Hidden Overheads

One day I was sitting around thinking about performance, when a thought popped into my head – how can it be that systems programmers shun higher-level languages due to their hidden performance costs when even C has plenty of areas where something expensive can happen without much ceremony or acknowledgement from the language? To answer that question we first need to take a look at some of the hidden costs present in higher-level languages.

Garbage collector pauses

I’d say there is a general consensus among programmers that garbage-collected languages are not an option for systems programming. Take Go, a language which uses garbage collection for memory management and which originally marketed itself as a systems programming language, only to abandon that notion soon after release. Perhaps the reason for this was that systems programmers find a language with a garbage collector unsuited to their work.

One of the reasons GC is often considered unacceptable for systems programming is the hidden cost collector pauses incur. Of course, managing memory through automatic garbage collection has a variety of other overheads, such as memory usage, runtime implementation complexity and so on, but that’s not the focus here. With a non-pauseless garbage collector at play, your program will be interrupted at certain intervals to give the GC a chance to do its dirty work. As systems programmers, we want to have total control over what the target machine executes.

Copy on write

The Swift programming language has a focus on values which goes far beyond the likes of C#, Kotlin, and so on. While the latter make it easier to work with data instead of objects by generating boilerplate methods and constructors, Swift goes comparatively all out.
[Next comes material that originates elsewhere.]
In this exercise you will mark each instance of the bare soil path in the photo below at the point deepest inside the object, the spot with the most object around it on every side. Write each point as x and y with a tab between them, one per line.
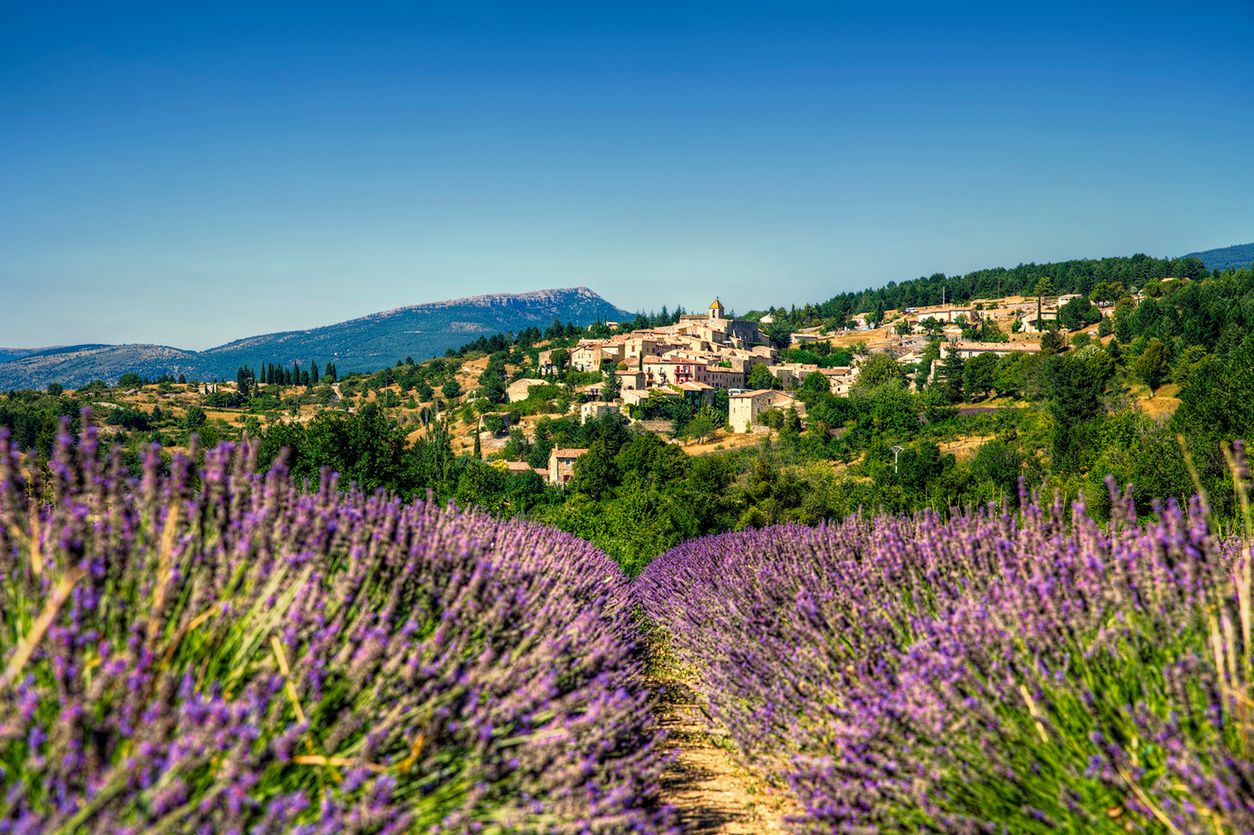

For instance, the fundamental collections in the standard library are actually value types. No more mysterious “who-modified-the-ArrayList-after-I-passed-it-twenty-levels-down-the-call-stack” bugs! Of course, without a bit of trickery this is unworkable: imagine if your 100 megabyte uncompressed texture was copied every time you passed it to a function.

To solve this, Swift implements a scheme called Copy on Write, or CoW. It does exactly what it says on the tin: data is actually passed by reference, avoiding expensive copies. When you try to modify this referenced data, a duplicate is created so the original copy of the data remains untouched. The catch is that a simple data[x] = 10 doesn’t look expensive, even though it could involve memcpying gigabytes of data – a hidden cost.

Unicode segmentation on indexing

In general, if you’re programming in a language with C-like syntax, you expect indexing to be an O(1) operation. For this assumption to hold, indexing can’t consist of much more than the O(1) computation of a memory address and then a subsequent load from that address. A hashmap lookup or a simple *(pointer + offset) both fit the bill.

Unfortunately for you, UTF-8 is space-efficient, exceedingly popular, and also variable width, meaning that indexing into it based on what humans call “characters” (but Unicode calls extended grapheme clusters) requires a scan through the whole string up till the requested index, making indexing O(n).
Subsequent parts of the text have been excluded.